Governor Charlie Baker made it sound like a bill to spur more housing construction should be a no-brainer, an easy win for the Legislature.
Baker was back at it on Tuesday, stumping for a housing bill during his annual appearance at the Greater Boston Chamber of Commerce. This will be Round 2. Baker tried in the last legislative session. But time ran out, much to his chagrin.
Speaking to about 700 people at the Westin Copley Place hotel, Baker sounded incredulous that the Legislature couldn’t pull it off. Baker said he doesn’t know of any opponents to the core premise: lowering the voting threshold that’s needed in cities and towns to make various zoning changes, from a two-thirds vote to a simple majority.
Baker said everyone seems to agree Greater Boston’s dwindling supply of affordable options is an increasingly big problem, one that forces many workers to live far from their offices.
But the State House, as Baker put it, is sometimes “a hall of mirrors.”
Baker returns to the State House of Mirrors on Wednesday — with his new housing legislation in hand. It will resemble a bill that the Legislature’s housing committee endorsed last year, based on the simple-majority requirement Baker has pushed all along.
The committee bill also would have expanded that requirement to include certain special permit requests, for projects with an affordable housing component. Expect that idea to resurface.
Baker warned that lawmakers would make a grave mistake if they fail again to pass a housing bill.
So can they? It sure seems possible, when you consider the dynamics that doomed the bill last year.

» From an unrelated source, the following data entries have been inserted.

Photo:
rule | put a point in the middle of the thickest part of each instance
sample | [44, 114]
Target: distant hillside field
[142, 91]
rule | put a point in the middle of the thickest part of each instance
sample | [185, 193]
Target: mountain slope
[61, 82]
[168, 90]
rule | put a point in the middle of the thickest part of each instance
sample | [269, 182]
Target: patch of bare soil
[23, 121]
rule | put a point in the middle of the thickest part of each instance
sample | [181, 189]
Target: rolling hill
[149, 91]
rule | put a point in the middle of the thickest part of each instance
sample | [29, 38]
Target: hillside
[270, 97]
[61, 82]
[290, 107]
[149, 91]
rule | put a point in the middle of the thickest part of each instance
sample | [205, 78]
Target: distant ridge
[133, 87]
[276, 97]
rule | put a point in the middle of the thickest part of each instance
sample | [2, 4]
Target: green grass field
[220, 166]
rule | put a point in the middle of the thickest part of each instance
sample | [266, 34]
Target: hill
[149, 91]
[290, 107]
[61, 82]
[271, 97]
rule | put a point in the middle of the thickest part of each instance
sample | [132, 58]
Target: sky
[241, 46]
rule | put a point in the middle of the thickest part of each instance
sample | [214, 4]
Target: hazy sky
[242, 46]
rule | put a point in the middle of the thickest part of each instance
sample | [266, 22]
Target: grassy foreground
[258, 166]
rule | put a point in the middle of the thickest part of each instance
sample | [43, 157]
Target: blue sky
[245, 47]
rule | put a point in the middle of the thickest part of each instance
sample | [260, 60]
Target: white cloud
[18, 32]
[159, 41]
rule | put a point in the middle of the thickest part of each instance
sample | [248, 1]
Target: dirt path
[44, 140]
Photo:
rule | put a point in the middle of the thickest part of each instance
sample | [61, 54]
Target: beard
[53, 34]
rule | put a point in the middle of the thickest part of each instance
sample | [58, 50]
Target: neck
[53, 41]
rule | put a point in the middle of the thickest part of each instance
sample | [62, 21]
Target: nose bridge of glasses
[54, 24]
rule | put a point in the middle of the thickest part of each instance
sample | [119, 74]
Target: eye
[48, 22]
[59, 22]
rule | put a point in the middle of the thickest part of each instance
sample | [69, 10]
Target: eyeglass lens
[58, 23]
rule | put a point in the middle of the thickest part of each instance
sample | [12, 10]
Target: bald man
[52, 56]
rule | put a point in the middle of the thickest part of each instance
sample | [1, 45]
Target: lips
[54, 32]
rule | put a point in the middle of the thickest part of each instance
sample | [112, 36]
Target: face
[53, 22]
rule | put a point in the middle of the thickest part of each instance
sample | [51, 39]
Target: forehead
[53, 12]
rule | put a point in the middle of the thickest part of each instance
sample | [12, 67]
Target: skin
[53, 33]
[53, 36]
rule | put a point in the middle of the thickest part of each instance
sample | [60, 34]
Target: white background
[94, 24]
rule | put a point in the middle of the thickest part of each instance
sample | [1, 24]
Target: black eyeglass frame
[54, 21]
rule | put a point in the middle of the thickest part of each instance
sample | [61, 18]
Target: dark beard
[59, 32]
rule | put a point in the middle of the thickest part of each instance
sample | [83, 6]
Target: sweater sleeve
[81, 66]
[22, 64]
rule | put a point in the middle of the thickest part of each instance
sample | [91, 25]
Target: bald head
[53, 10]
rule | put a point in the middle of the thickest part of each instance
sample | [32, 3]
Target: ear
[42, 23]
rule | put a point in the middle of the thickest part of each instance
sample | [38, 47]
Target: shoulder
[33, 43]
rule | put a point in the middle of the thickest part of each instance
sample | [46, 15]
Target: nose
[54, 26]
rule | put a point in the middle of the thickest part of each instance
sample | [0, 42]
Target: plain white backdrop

Back then, several advocacy groups had wanted to add their own pro-housing provisions, complicating the debate.
Among those ideas: require municipalities served by the MBTA — think suburbs along the commuter rail lines — to include zones that specifically allow for multifamily housing.
Baker doesn’t appear ready to endorse that proposal.
Key housing advocates eventually backed off — but not in time to move the bill forward before formal sessions ended on July 31. Efforts to revive the bill in informal sessions, when one lawmaker can block a bill, also failed. Some progressives, such as Representative Mike Connolly, want a more comprehensive approach, one that includes tenant protections, too.
A new two-year session brings a fresh slate. Those housing advocacy groups now appear ready to embrace the Baker bill as a first step — the proverbial bird in the hand — with the hope more changes will come in 2020. For example, the Massachusetts Smart Growth Alliance’s executive director, Andre Leroux, said his group backs a bill from Senator Harriette Chandler that combines the simple-majority changes Baker wants with a twist: establishing a task force that would eventually recommend additional reforms.
Builders and developers are eager: They say the two-thirds requirement can be a high bar to clear, one that has put the kibosh on worthy projects.
Broader business groups are also paying attention. The Greater Boston Chamber plans to make Baker’s bill a top legislative priority. Carolyn Ryan, a senior vice president at the chamber, said the issue has reached a breaking point for many employers. It’s tough to fill jobs if the people you want to hire can’t afford to live here.
The Legislature’s inability to pass a housing bill prompted the chamber’s CEO, Jim Rooney, to ask Baker the obvious question on Tuesday: Has comprehensive reform become the enemy of targeted reform? Or, more simply put, has perfect become the enemy of good?
Baker responded: “Maybe.” But he has to be hoping the answer is more like “maybe not.”